A store purchased a computer for $800 and then sold it. Was the store's gross profit on the computer greater...

Understanding the Question

Let's break down what we're asking. The store bought a computer for \(\$800\) and sold it. We need to determine: Was the gross profit greater than \(\$200\)?

Since gross profit = \(\mathrm{Selling\ price} - \mathrm{Purchase\ price} = \mathrm{Selling\ price} - \$800\), we're really asking:
Is \((\mathrm{Selling\ price} - \$800) > \$200\)?

This simplifies to: Is the selling price \(> \$1000\)?

This is a yes/no question - we need a definitive answer about whether the selling price exceeded \(\$1000\). For sufficiency, we must be able to say either "Yes, definitely above \(\$1000\)" or "No, definitely not above \(\$1000\)."

Analyzing Statement 1

Statement 1 tells us: The store sold the computer for more than \(\$950\).

So we know: \(\mathrm{Selling\ price} > \$950\)

This gives us a range of possibilities. Let me test specific values to see if we can answer our question definitively.

Testing Different Scenarios

Case 1: Selling price = \(\$951\)

• Gross profit = \(\$951 - \$800 = \$151\)
• Is \(\$151 > \$200\)? NO

Case 2: Selling price = \(\$1050\)

• Gross profit = \(\$1050 - \$800 = \$250\)
• Is \(\$250 > \$200\)? YES

Both selling prices satisfy "more than \(\$950\)," but they give us different answers to our question. Since we can get both YES and NO outcomes, we cannot answer the question definitively.

Conclusion: Statement 1 is NOT sufficient.

This eliminates answer choices A and D.

Analyzing Statement 2

Now let's forget Statement 1 completely and analyze Statement 2 independently.

Statement 2 tells us: The store's gross profit was more than \(20\%\) of the selling price.

In other words: \(\mathrm{Gross\ profit} > 20\% \times \mathrm{Selling\ price}\)

Strategic Analysis

Here's the key insight: If the profit exceeds \(20\%\) of the selling price, then the cost (\(\$800\)) must be less than \(80\%\) of the selling price.

Think about it this way - the selling price is divided into cost and profit. If profit takes up more than \(20\%\), then cost must take up less than \(80\%\).

Let's find the boundary case:

• If cost (\(\$800\)) equals exactly \(80\%\) of selling price
• Then: \(\$800 = 0.80 \times \mathrm{Selling\ price}\)
• So: \(\mathrm{Selling\ price} = \$800 \div 0.80 = \$1000\)

Since we need the cost to be LESS than \(80\%\) of selling price (because profit is MORE than \(20\%\)), the selling price must be GREATER than \(\$1000\).

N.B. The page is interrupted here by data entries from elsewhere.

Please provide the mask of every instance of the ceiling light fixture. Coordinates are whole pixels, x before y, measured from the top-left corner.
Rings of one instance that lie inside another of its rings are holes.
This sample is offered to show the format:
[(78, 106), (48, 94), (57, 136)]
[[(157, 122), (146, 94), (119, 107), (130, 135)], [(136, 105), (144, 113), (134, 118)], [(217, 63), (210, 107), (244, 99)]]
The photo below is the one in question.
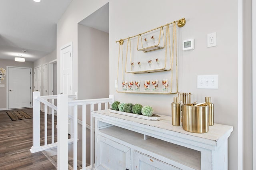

Therefore, the gross profit must be greater than \(\$1000 - \$800 = \$200\).

[STOP - Sufficient!] Statement 2 definitively tells us the answer is YES.

Conclusion: Statement 2 alone is sufficient.

The Answer: B

Statement 2 alone provides sufficient information to determine that the gross profit was indeed greater than \(\$200\), while Statement 1 alone does not.

Answer Choice B: "Statement 2 alone is sufficient, but Statement 1 alone is not sufficient."